Hi all, thanks again for all the replies, just a quick update to let you know how we got on. In the end I had some help cutting out around 40 of Dayhikers sharpshooter templates using a combination of router and flush trim bit (until the bearing disintegrated) and a band saw. All slingshot blanks were made out of exterior grade 18mm ply, which seemed to be ideal for this use.

I ordered more Theraband black and pre-cut loads of lengths to 230mm x 20mm plus loads of small strips for binding. Then I made up three jigs for tying the bands to the leather pouches so that the young people could have a go at this themselves. We already had a load of old leather sample books from DFS that we had used for leather woggle making, and these were ideal for the pouches.

In the end it took longer than I anticipated to run the activity and we (four adults) ended up having to pre-assemble the pouches and two strips of Theraband and just get the young people to help tie them to the forks so that they had time to try them out. We got them to sand down the edges of the blanks first and then cut a groove near the top of each fork to stop the bands slipping off (which the first few did that didn't have this groove).

We had an old canvas back stop rigged up with some numbered strips of cardboard suspended from a line in front as a range and this was supervised by an adult with only small groups firing at a time. We used dried chick peas which were ok, but they have a tendency to spin off target due to the slightly odd shape and they do feel a little too small and light. Once they had had a go with their catapults and it was time to move on to the next activity, we stored the slingshots in a box and only gave them back at the end of the camp so they could take them home.

Everyone loved it and had a great souvenir to remind them of the camp.

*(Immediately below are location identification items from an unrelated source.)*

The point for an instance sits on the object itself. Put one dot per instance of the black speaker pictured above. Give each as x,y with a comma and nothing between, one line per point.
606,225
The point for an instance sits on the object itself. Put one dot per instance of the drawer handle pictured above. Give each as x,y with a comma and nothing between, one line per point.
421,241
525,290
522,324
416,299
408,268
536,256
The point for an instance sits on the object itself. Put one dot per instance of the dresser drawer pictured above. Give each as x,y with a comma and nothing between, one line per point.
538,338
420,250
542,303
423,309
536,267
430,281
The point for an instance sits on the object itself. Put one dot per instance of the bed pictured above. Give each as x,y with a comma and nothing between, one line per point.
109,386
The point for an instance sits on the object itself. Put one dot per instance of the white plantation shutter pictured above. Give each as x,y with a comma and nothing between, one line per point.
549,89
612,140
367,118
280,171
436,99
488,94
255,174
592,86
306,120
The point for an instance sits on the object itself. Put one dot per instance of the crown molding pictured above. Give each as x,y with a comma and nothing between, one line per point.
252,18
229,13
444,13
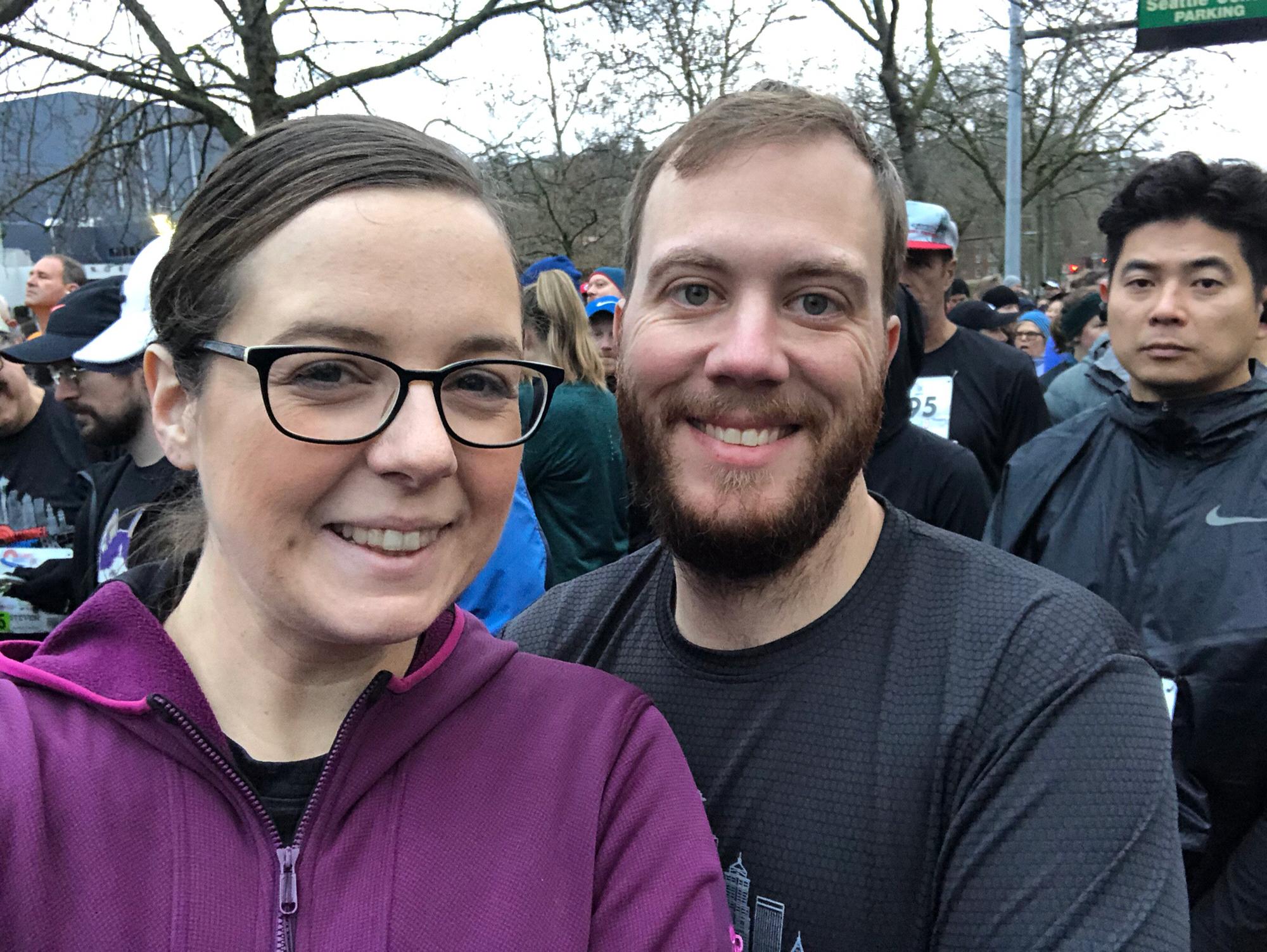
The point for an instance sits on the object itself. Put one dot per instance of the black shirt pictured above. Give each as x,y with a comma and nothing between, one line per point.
996,404
283,787
964,754
931,478
40,495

Thanks again to all for you help and advice.

Monty


----------



## Imperial

:thumbsup: good to hear a great experience was had by all .


----------



## HMIB

Sounds great! You may have started a few on the path of SS!
Felix


----------



## slingshotsnz

I had the same thing with scouts in New Zealand just us a bike tire it's knocks a can over but isn't so powerful that it will hurt someone


----------



## Rick O'Shay

Our scouts here in the US have to follow rules and regulations that require them ( leaders) to use female hygiene products.....Yeah the Girl Scouts have more Testosterone here in the GREAT OL US OF AM....LAND OF THE FREE HOME OF THE AND HOME OF WE WILL SUE YOU IF YOU HAVE FUN!!!!!

Glad you and the boys had fun teaching personal responsibility.


----------